Perhaps out of concern that Western governments are using nongovernmental organizations to promote democracy, the Chinese government appears to be conducting a "security review" of foreign NGOs and investigating local nonprofits that receive funding from abroad, the New York Times reports.
A notice posted briefly — and apparently by mistake — on a government website set a timeline for local compliance with a "penetrating" security review of foreign NGOs in China that, according to the notice, was being conducted in response to guidance from the National Security Commission. Chinese organizations with foreign ties also would be investigated, the notice said.

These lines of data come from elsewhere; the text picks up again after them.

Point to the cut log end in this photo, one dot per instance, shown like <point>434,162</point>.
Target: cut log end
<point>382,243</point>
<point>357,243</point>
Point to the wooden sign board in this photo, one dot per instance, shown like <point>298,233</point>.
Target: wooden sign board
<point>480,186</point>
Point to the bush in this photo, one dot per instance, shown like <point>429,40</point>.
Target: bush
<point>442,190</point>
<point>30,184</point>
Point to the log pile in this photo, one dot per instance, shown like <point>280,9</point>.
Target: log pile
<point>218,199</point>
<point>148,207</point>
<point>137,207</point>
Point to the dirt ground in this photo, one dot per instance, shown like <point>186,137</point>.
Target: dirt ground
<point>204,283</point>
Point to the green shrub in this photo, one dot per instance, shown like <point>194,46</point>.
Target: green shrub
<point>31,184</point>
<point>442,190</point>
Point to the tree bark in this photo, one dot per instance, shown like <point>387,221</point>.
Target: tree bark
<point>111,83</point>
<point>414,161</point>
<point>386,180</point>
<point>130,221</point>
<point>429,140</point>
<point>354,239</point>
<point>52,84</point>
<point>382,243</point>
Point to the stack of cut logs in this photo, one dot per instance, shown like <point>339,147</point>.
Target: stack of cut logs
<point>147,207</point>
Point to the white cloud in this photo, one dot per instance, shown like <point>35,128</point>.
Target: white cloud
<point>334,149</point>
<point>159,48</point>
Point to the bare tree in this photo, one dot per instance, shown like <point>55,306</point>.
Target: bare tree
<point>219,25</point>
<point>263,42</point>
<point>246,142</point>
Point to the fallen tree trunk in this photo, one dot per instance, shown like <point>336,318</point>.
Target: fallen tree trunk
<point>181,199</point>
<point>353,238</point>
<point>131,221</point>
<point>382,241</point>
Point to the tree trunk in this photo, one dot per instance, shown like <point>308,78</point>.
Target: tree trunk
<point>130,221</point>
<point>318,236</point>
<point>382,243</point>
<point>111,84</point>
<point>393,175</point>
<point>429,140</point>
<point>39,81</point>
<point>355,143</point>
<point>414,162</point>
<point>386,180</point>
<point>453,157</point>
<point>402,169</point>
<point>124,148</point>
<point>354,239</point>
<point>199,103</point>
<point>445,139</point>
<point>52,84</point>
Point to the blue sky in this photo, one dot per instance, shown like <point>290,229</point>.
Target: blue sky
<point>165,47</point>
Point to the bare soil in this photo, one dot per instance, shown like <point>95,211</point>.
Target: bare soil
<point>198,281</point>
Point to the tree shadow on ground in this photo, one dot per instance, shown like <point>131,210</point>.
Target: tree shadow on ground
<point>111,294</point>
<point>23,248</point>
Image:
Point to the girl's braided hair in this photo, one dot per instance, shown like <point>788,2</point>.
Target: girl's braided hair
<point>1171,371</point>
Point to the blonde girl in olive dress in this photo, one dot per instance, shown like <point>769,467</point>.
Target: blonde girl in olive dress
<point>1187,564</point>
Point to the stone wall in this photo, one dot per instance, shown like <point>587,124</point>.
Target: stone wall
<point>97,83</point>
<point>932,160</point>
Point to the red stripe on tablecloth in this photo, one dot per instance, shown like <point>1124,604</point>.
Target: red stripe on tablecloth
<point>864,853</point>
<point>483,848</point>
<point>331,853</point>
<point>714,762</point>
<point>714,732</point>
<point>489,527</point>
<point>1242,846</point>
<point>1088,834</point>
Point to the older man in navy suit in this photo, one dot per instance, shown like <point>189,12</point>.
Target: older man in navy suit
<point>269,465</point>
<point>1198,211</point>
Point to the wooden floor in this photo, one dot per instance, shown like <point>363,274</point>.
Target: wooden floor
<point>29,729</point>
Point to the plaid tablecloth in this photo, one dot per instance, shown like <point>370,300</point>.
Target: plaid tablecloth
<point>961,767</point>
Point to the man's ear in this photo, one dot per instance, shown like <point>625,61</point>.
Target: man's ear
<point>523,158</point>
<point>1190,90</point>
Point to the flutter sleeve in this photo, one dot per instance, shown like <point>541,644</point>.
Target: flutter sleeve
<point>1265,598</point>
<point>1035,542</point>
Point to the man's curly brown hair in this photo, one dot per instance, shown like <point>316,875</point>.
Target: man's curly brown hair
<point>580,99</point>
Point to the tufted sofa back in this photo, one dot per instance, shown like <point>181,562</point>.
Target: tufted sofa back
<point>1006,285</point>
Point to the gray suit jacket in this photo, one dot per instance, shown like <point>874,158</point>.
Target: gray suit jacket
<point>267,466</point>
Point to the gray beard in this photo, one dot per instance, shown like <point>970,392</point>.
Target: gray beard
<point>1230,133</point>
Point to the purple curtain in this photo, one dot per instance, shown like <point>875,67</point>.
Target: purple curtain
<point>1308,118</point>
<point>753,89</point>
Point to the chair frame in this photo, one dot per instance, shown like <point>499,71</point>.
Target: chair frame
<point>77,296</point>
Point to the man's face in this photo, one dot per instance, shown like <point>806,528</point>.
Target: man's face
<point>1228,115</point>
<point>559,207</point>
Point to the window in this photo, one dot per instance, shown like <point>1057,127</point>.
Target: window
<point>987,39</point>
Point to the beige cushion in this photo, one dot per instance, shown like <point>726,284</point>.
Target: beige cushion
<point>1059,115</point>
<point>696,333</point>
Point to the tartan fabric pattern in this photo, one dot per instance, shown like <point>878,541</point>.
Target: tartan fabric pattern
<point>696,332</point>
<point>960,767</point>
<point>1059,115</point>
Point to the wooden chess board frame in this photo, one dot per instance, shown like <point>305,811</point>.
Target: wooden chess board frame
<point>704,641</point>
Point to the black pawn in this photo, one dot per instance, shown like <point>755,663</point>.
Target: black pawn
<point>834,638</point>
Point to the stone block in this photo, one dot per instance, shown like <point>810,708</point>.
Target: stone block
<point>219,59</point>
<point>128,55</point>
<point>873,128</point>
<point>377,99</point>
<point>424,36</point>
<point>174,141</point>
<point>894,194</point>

While Western organizations with offices in China, including the Asia, Ford, and Bill & Melinda Gates foundations, declined to speak on the record or did not respond to the Times’ requests for comment, many are understood to be anxious, and at least some have been asked to complete forms with dozens of questions about where and how they are registered, their assets, and their personnel.
Meanwhile, Chinese nonprofits are being questioned about how much foreign funding they receive, from whom, and for what purposes, the Times reports. For instance, three forms delivered to a Chinese NGO that receives funding from abroad asked for details about the organization's "sphere of work," "political background," and "goals"; the names and ID numbers of employees and "cooperating Chinese persons"; and the names of "NGO employees who are active in China." After staff refused to fill out the forms, the group's bank account was frozen, its premises were raided, and computers and papers were confiscated, although it is not clear whether the raid was connected to the organization's refusal to comply with the request or the recent detention of its co-founder on charges of "gathering a crowd to disturb public order."
One employee at a Western NGO in China who declined to be identified told the Times that while it was evident something was happening, it's unclear what the implications are. Nor is it an entirely new experience, he added, noting that the Communist Party has long harbored suspicions about the intentions of foreign NGOs working in the country.